Even then, it’s not open-and-shut. Say you have selected the perfect window seat and boom: A shrieking baby sends an annoyed passenger scrambling for calmer pastures — next to your son. Or a seat doesn’t recline, causing its occupant to move. Or the plane is 70% full and the math works out that a handful of solo travellers have to sit together.

If you’re someone who can’t tolerate that kind of uncertainty, sit on the aisle in the centre section — the aisle will be on one side and an empty middle seat will be on the other.

“The benefit is that you don’t have anyone sitting next to you, so you’re farther away from other people for a consistent period of time,” Albrecht said. “But you do have a variety of people in the aisle, so you’ll probably have briefer interactions with a lot of different people.”

Luckily, Barnett said, when someone does brush by (say, on their way to the bathroom), “it’s such a short time that you’re in proximity and you’re wearing masks.”

We can only predict and control so much, so experts recommend focusing on exactly that: what we can predict and control.
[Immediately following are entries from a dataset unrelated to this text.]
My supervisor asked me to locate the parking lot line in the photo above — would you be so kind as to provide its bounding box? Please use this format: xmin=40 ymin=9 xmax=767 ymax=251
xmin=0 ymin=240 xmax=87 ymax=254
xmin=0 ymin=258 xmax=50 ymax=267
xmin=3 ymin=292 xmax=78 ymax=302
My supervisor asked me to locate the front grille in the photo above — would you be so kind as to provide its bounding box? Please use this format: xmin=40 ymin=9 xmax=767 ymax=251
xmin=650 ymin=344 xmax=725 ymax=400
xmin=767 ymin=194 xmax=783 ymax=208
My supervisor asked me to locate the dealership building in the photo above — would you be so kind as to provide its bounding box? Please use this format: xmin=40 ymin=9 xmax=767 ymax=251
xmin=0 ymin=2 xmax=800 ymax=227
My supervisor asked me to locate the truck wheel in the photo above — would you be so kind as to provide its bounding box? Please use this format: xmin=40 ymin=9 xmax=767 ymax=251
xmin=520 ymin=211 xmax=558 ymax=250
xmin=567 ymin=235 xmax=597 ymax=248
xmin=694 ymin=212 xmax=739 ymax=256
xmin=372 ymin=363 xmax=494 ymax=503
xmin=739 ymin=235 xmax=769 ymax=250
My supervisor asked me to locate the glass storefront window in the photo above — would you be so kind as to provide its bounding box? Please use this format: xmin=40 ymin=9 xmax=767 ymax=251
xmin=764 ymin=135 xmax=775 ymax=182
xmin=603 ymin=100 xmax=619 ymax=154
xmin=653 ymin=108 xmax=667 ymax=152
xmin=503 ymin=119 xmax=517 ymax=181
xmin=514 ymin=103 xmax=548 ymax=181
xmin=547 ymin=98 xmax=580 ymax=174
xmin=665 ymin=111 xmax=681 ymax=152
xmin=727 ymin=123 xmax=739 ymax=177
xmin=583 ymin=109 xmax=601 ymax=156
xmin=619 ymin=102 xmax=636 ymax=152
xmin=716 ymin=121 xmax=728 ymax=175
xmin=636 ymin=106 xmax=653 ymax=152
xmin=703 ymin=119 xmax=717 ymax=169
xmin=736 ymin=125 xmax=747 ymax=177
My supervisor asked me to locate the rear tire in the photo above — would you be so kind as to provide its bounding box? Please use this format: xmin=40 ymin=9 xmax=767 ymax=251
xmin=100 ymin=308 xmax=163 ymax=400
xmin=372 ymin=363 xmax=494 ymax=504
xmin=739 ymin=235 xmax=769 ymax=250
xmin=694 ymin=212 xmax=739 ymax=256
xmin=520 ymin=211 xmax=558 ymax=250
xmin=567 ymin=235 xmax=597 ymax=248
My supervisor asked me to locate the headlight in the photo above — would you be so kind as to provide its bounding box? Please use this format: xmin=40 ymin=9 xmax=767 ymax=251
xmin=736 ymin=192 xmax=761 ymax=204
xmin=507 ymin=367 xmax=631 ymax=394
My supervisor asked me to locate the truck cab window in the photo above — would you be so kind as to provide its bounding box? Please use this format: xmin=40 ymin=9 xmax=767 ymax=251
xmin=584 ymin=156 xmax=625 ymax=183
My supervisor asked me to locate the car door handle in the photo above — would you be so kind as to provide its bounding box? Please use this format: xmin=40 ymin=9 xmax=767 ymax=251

“We shouldn’t let the seat-assignment question distract us from thinking through how we can stay safe throughout the rest of the travel process,” Albrecht said.

That means leaving your mask on, eating at home or in the airport, and waiting until the rush has subsided to deplane. It also means keeping some perspective: We’re in a pandemic that has ravaged air travel — on Nov 1, the number of people passing through Transportation Security Administration checkpoints clocked in at around 38% of last year’s figure, according to the agency’s ongoing tally. Even holiday travel is expected to be down; airports may be busy around Thanksgiving, but the numbers are almost certain to be a fraction of what they normally are.

And because your son is flying the week before — a particularly smart move any year, but especially now, when crowds bring safety concerns — he’s likely to end up with lots of elbow room. As I suspected, the seat map confirms: There is still a sea of open window seats.